Answer :
Sure, let's go through the calculation step-by-step to find the 90% confidence interval for the mean high temperature.
1. Collect the data and find the sample mean:
The high temperatures are:
[tex]\[
\{98.1, 96.7, 99.2, 99, 99.3, 99.8, 99.7, 97, 98.5\}
\][/tex]
The sample mean [tex]\(\overline{x}\)[/tex] is calculated as:
[tex]\[
\overline{x} = \frac{\sum x_i}{n} = \frac{98.1 + 96.7 + 99.2 + 99 + 99.3 + 99.8 + 99.7 + 97 + 98.5}{9} = 98.5889 \text{ (rounded to 4 decimal places)}
\][/tex]
2. Calculate the sample standard deviation:
The sample standard deviation (s) is calculated using:
[tex]\[
s = \sqrt{\frac{\sum (x_i - \overline{x})^2}{n-1}}
\][/tex]
After calculating this, the sample standard deviation is approximately:
[tex]\[
s \approx 1.123
\][/tex]
3. Calculate the standard error of the mean:
The standard error (SE) is:
[tex]\[
SE = \frac{s}{\sqrt{n}} = \frac{1.123}{\sqrt{9}} = 0.3743
\][/tex]
4. Determine the t critical value:
For a 90% confidence interval with [tex]\(n - 1 = 8\)[/tex] degrees of freedom, the t critical value can be found using the t-distribution table or statistical software. The t critical value is approximately:
[tex]\[
t \approx 1.860
\][/tex]
5. Calculate the margin of error:
The margin of error (ME) is:
[tex]\[
ME = t \times SE = 1.860 \times 0.3743 = 0.6961
\][/tex]
6. Determine the confidence interval:
The 90% confidence interval for the mean is:
[tex]\[
\left( \overline{x} - ME, \overline{x} + ME \right) = (98.5889 - 0.6961, 98.5889 + 0.6961) = (97.8928, 99.2850)
\][/tex]
So, the 90% confidence interval of the mean high temperature of these towns is:
[tex]\[
(97.89, 99.29)
\][/tex]
I hope this helps! If you have any more questions or need further clarifications, feel free to ask.

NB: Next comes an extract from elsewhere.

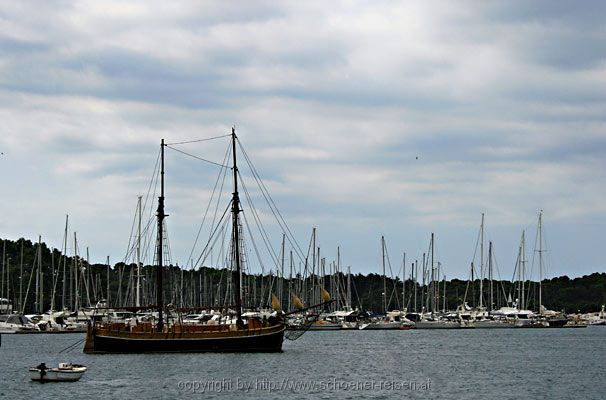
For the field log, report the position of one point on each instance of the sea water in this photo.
(424, 364)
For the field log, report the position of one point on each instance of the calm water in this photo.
(504, 364)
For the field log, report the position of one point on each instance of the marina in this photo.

1. Collect the data and find the sample mean:
The high temperatures are:
[tex]\[
\{98.1, 96.7, 99.2, 99, 99.3, 99.8, 99.7, 97, 98.5\}
\][/tex]
The sample mean [tex]\(\overline{x}\)[/tex] is calculated as:
[tex]\[
\overline{x} = \frac{\sum x_i}{n} = \frac{98.1 + 96.7 + 99.2 + 99 + 99.3 + 99.8 + 99.7 + 97 + 98.5}{9} = 98.5889 \text{ (rounded to 4 decimal places)}
\][/tex]
2. Calculate the sample standard deviation:
The sample standard deviation (s) is calculated using:
[tex]\[
s = \sqrt{\frac{\sum (x_i - \overline{x})^2}{n-1}}
\][/tex]
After calculating this, the sample standard deviation is approximately:
[tex]\[
s \approx 1.123
\][/tex]
3. Calculate the standard error of the mean:
The standard error (SE) is:
[tex]\[
SE = \frac{s}{\sqrt{n}} = \frac{1.123}{\sqrt{9}} = 0.3743
\][/tex]
4. Determine the t critical value:
For a 90% confidence interval with [tex]\(n - 1 = 8\)[/tex] degrees of freedom, the t critical value can be found using the t-distribution table or statistical software. The t critical value is approximately:
[tex]\[
t \approx 1.860
\][/tex]
5. Calculate the margin of error:
The margin of error (ME) is:
[tex]\[
ME = t \times SE = 1.860 \times 0.3743 = 0.6961
\][/tex]
6. Determine the confidence interval:
The 90% confidence interval for the mean is:
[tex]\[
\left( \overline{x} - ME, \overline{x} + ME \right) = (98.5889 - 0.6961, 98.5889 + 0.6961) = (97.8928, 99.2850)
\][/tex]
So, the 90% confidence interval of the mean high temperature of these towns is:
[tex]\[
(97.89, 99.29)
\][/tex]
I hope this helps! If you have any more questions or need further clarifications, feel free to ask.